Page is a not externally linkable
insight - 3:31 pm on Mar 9, 2005 (gmt 0)
And no, 10,000 results (10 results x 1000 queries) is not enough. It's not even in the right order of magnitude. There's lots of ways people search: "widget wx", "widget wx100", "widget w-100"... We want to be doing well for all of them. Just as GoogleGuy suggested, we mine our server logs to keep finding the new ways that customers find things. It's dead easy to use server logs and ranking results to figure out the clickthrough rate for a given position, and that told us it's not important to look deep into the results for a query, it's important to have something for all the variations. So, yeah, we do a fair bit of scraping. We do it as politely as we can: big delays between searches, more than one originating IP, we spread hits accross the datacenters (which has also told us a fair bit about how updates happen), etc. That politeness has apparently mostly kept us under the captcha limits. I could invest time into looking less bot-like (more IPs, more browser-like headers, occasional clickthroughs, etc.), but I'd really rather just pay for access to the API. Let me say that again: I'd rather pay for access to results than scrape them. We could have an arms race between bot detection and human emulation, but I'd rather just be a customer. As a businessman and generally nice human being I don't want to play cat and mouse, I want to have reliable transactions and I don't understand why Google doesn't want that, too.
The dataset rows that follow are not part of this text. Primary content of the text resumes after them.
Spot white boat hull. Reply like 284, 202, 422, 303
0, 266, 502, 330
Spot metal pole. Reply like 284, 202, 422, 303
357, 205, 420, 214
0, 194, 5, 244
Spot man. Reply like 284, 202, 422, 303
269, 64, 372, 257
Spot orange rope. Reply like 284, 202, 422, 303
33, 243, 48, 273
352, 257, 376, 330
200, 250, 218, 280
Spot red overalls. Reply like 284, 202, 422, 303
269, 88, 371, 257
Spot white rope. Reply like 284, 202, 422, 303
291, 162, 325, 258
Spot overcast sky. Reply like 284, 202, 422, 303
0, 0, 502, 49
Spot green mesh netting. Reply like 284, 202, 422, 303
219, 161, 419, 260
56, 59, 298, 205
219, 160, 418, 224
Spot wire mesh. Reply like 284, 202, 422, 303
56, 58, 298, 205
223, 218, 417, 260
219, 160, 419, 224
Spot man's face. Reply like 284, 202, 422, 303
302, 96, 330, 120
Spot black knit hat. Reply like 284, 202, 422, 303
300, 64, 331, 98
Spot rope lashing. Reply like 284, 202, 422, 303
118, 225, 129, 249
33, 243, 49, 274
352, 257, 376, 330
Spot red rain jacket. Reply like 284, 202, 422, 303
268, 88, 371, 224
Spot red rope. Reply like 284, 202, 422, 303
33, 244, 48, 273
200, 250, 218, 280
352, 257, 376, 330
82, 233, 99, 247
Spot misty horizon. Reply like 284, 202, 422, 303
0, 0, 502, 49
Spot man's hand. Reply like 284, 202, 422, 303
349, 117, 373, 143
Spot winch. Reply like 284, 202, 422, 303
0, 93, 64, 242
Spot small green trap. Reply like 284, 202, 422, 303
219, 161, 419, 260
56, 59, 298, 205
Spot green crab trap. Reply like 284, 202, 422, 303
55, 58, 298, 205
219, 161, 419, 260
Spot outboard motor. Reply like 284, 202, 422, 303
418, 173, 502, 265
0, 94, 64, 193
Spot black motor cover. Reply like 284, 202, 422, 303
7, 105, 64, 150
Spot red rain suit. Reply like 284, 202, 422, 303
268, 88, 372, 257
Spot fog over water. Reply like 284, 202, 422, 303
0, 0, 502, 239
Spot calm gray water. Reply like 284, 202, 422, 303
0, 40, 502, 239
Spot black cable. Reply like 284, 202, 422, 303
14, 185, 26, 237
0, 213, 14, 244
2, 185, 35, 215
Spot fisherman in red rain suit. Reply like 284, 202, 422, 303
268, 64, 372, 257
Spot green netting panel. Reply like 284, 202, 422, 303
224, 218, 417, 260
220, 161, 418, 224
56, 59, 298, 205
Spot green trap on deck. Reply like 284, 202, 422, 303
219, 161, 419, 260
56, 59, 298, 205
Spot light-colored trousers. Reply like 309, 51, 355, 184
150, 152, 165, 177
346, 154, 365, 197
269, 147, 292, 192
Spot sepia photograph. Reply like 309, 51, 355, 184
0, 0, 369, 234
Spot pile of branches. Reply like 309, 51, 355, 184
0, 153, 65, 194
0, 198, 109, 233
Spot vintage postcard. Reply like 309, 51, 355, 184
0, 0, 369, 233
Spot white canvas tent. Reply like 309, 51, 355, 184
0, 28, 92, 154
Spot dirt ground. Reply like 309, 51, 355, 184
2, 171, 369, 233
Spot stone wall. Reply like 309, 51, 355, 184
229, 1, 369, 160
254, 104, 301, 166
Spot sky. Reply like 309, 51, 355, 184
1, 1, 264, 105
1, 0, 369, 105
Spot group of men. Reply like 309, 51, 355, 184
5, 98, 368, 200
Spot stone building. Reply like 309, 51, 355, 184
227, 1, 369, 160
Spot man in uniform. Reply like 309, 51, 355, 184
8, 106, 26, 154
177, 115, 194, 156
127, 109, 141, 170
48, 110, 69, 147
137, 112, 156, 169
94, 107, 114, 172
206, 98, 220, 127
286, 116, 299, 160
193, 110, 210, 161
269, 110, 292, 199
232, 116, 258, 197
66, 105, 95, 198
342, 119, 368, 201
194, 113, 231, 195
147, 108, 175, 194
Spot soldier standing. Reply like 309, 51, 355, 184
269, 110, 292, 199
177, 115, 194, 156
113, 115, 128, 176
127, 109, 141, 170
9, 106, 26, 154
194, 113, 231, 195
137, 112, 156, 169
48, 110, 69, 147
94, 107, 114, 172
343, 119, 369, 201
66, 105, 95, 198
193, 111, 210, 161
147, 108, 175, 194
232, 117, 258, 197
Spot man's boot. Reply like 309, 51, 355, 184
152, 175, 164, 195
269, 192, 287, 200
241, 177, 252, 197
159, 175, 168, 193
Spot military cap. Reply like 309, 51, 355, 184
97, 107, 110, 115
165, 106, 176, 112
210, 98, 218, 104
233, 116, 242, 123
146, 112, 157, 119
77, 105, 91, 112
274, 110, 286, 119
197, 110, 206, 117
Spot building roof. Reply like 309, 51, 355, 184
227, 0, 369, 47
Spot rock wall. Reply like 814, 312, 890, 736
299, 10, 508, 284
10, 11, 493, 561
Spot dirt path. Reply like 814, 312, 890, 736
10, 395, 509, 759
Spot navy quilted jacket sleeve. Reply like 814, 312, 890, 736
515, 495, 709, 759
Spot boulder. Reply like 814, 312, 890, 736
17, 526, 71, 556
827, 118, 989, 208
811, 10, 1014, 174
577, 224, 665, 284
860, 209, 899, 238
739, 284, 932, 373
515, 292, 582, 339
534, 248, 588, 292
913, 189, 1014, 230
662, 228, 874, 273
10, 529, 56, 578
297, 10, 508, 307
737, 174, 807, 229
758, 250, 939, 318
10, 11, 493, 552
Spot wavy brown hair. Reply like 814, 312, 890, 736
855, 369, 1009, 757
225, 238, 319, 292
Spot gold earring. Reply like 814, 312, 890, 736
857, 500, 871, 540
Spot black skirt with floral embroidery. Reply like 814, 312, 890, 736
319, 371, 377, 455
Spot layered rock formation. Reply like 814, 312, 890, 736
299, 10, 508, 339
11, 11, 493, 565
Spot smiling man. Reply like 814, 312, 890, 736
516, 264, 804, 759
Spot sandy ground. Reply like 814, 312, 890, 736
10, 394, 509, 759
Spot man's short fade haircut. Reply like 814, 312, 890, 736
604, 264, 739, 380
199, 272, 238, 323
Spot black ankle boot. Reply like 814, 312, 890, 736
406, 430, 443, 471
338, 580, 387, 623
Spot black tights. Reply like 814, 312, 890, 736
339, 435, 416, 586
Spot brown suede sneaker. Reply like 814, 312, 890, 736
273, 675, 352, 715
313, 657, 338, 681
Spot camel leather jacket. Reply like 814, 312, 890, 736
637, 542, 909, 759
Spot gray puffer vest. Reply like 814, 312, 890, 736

I've counted Google as a great tool since I read this cool research paper in the summer of 1998, and I don't see it getting less interesting anytime soon. As of this morning, Google accounted for 63.77% of leads to our site. And we shouldn't pay close attention? Like Receptional, I could tell you the conversion rate from those hits to sales. Or for any other engine, or partner, or a shopping site. It's not a lot of data if you really know what you're doing with SQL; I have a pile of interesting reports ready for me in the mornings.